Fed up with the incompetence of repeated Labour and Lib-Lab coalitions at Holyrood, the people of Scotland used their votes to give Alex Salmond an actual majority, enabling him to form an SNP government and implement his pledge to hold a referendum on independence. As a result, inward investment has virtually ground to a halt. International businesses and industries that are keen to use Scotland as a springboard to market their goods in the EU are now holding back, waiting for the outcome of the referendum, uncertain of the future. They are not willing to risk major investment in a country that might, if it votes YES, leave the EU for an indeterminate period, leave the sterling zone and even have to erect borders with our biggest trading partner – England.

The SNP response to such claims is based on bluff, bluster and denial. We will seamlessly continue as a EU member state on day one of independence, we are repeatedly assured, against virtually all, contrary eminent legal and political opinion in Brussels. We will keep the pound, says Alex Salmond, despite the leaders of the three main political parties at Westminster stating that an independent Scotland will not be allowed to keep the pound. We will ensure that Scotland retains its share of the EU rebate, says Nicola Sturgeon, despite the fact that no new Member State will ever again be allowed to benefit from a rebate, making EU membership more expensive for all Scots.

The SNP majority at Holyrood has also given us a sinister glimpse of what an independent Scotland will look like. A parliamentary committee system, dominated by the SNP, to ensure government policies are driven through with no opportunity for checks or balances. Democratic decisions voted through by local councils called in and overruled by SNP Ministers.  A single police force, with armed police walking the streets of Inverness and Aberdeen, as if our cities were like Chicago or Los Angeles. An energy policy based on useless and massively expensive windmills, steadily destroying our landscape, driving over one million Scots families into fuel poverty and leading inexorably to electricity blackouts. Individual state nominated guardians appointed for every Scottish child to ensure their upbringing conforms to SNP Government stereotypes. An embryonic foreign policy based apparently on ‘ban the bomb’ and help Malawi.

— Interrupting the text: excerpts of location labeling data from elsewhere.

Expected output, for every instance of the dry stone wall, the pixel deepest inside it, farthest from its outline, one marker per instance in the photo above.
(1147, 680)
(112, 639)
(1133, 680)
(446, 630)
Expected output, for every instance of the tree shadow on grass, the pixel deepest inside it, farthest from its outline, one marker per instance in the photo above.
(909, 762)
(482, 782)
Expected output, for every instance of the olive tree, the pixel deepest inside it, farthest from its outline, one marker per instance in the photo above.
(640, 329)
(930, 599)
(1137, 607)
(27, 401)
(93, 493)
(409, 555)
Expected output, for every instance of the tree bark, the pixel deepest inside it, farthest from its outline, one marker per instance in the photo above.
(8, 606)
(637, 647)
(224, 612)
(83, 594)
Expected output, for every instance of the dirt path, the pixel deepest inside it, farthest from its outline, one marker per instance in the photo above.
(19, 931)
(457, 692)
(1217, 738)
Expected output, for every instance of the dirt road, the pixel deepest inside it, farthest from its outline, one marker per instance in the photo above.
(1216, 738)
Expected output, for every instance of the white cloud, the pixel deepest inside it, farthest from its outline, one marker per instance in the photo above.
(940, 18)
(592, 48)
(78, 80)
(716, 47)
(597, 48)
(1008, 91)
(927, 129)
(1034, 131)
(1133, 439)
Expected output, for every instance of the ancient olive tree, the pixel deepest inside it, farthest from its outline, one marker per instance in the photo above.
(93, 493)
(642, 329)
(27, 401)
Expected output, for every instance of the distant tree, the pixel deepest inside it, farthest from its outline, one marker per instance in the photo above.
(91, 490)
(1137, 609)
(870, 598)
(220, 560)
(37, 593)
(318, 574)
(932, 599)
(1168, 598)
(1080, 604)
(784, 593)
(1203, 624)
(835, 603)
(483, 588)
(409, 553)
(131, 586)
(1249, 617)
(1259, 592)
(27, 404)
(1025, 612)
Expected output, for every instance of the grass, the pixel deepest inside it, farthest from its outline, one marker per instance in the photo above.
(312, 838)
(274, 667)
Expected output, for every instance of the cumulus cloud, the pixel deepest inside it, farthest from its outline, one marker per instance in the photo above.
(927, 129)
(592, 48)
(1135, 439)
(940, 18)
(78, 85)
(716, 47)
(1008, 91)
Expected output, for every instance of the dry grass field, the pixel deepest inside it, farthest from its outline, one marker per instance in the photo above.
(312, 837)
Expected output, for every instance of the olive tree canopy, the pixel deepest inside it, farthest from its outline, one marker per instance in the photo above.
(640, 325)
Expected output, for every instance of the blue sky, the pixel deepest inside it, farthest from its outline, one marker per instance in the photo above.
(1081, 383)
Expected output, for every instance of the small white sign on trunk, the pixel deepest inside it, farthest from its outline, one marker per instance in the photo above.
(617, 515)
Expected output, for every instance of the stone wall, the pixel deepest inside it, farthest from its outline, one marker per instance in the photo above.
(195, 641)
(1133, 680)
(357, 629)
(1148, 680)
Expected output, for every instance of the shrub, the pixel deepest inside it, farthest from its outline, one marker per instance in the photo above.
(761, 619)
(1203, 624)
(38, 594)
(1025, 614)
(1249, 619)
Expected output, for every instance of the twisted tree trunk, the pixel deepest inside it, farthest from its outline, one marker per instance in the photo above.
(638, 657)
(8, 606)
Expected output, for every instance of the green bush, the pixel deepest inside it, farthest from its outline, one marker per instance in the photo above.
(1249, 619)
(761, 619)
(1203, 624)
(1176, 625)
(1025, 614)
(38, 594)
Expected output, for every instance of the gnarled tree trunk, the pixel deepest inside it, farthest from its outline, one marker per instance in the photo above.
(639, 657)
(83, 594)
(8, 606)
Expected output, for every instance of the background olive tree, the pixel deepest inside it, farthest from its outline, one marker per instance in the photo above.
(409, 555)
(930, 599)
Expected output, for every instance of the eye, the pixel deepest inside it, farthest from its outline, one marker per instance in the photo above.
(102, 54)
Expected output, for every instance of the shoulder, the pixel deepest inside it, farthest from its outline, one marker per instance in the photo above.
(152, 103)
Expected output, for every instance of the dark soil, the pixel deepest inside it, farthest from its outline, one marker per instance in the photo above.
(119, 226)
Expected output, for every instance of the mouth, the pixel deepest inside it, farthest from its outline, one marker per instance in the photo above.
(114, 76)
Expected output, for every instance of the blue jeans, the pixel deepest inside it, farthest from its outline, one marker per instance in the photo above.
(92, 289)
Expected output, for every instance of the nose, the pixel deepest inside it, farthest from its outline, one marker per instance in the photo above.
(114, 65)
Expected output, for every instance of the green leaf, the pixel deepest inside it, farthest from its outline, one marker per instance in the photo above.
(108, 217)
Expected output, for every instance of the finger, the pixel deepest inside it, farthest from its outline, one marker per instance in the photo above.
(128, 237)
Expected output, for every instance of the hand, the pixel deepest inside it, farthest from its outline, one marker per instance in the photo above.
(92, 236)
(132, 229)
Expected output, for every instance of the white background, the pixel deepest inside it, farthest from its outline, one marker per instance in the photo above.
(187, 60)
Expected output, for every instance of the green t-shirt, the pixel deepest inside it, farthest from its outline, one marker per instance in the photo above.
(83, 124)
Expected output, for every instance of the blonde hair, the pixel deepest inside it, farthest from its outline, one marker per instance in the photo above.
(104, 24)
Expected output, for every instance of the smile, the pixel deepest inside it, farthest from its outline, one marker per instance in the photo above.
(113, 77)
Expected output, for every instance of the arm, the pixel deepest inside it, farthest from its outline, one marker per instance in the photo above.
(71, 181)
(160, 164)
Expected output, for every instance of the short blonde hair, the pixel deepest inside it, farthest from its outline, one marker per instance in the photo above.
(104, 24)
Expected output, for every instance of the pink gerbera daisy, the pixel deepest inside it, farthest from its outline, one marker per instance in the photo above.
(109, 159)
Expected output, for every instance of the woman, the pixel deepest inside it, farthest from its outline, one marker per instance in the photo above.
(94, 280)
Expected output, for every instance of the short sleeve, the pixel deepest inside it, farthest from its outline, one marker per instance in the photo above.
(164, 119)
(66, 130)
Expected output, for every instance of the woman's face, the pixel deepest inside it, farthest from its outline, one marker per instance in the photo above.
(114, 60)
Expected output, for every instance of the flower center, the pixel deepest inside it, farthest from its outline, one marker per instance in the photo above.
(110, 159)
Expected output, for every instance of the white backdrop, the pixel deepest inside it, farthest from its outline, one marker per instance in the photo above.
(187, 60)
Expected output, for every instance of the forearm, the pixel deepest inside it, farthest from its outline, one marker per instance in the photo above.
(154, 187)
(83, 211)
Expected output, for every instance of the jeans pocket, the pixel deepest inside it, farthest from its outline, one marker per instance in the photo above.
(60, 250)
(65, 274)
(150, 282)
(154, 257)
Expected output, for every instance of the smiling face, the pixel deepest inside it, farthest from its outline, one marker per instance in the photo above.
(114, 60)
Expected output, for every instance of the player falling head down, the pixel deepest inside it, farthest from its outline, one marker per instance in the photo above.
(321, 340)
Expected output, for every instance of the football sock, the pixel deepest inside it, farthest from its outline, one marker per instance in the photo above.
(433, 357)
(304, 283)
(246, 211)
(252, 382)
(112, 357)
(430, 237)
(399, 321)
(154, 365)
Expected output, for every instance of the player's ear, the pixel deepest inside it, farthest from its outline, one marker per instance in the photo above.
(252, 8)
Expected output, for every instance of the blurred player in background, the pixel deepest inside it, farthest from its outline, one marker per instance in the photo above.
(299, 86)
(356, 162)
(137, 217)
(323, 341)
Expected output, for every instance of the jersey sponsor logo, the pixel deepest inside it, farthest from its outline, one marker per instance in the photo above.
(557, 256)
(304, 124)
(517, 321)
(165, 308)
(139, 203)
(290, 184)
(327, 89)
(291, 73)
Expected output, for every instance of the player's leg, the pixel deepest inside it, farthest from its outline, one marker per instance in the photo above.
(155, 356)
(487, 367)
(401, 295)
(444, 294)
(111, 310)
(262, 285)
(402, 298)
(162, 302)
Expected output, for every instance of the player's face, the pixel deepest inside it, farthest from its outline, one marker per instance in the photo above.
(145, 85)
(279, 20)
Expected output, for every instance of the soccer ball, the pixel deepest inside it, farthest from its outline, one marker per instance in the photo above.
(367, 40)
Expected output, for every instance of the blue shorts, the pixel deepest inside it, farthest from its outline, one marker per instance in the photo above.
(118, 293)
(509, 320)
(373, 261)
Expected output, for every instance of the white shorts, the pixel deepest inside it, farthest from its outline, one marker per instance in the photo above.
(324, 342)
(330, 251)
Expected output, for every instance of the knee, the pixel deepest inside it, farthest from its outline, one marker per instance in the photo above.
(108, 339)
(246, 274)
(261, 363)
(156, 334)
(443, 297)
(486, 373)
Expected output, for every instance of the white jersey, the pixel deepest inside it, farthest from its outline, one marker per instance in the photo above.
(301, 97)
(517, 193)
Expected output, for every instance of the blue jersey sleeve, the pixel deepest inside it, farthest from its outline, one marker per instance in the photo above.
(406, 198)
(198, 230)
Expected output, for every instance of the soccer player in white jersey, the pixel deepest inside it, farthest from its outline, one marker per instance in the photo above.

As an integral part of the UK, Scotland currently enjoys full diplomatic representation in 267 embassies and 169 trade offices around the world. In contrast, Alex Salmond’s vision is for an independent Scotland to finance around 70 to 90 embassies and 27 trade offices. Currently, as part of the UK, Scots have a respected voice in the UN Security Council, the G7, G8 and G20. We are seen as one of the big players in the EU, not least because the UK is the second biggest contributor to the EU budget. An independent Scotland would never enjoy the same international clout.

It is a deeply depressing outlook and endless talk of a fairer Scotland, social inclusion, standing on our own feet, stopping London Tories from pulling Scotland’s strings and all the usual nationalist guff, cannot hide the dangerous and divisive political experiment that the SNP have embarked upon. Scotland, as we have all come to celebrate in the past few days, is a great country. We have achieved greatness as part of the United Kingdom. We have forged our destiny together with our English, Welsh and Northern Irish neighbours, none of which want us to go. A YES vote would end all of that at a stroke. Paradise Lost.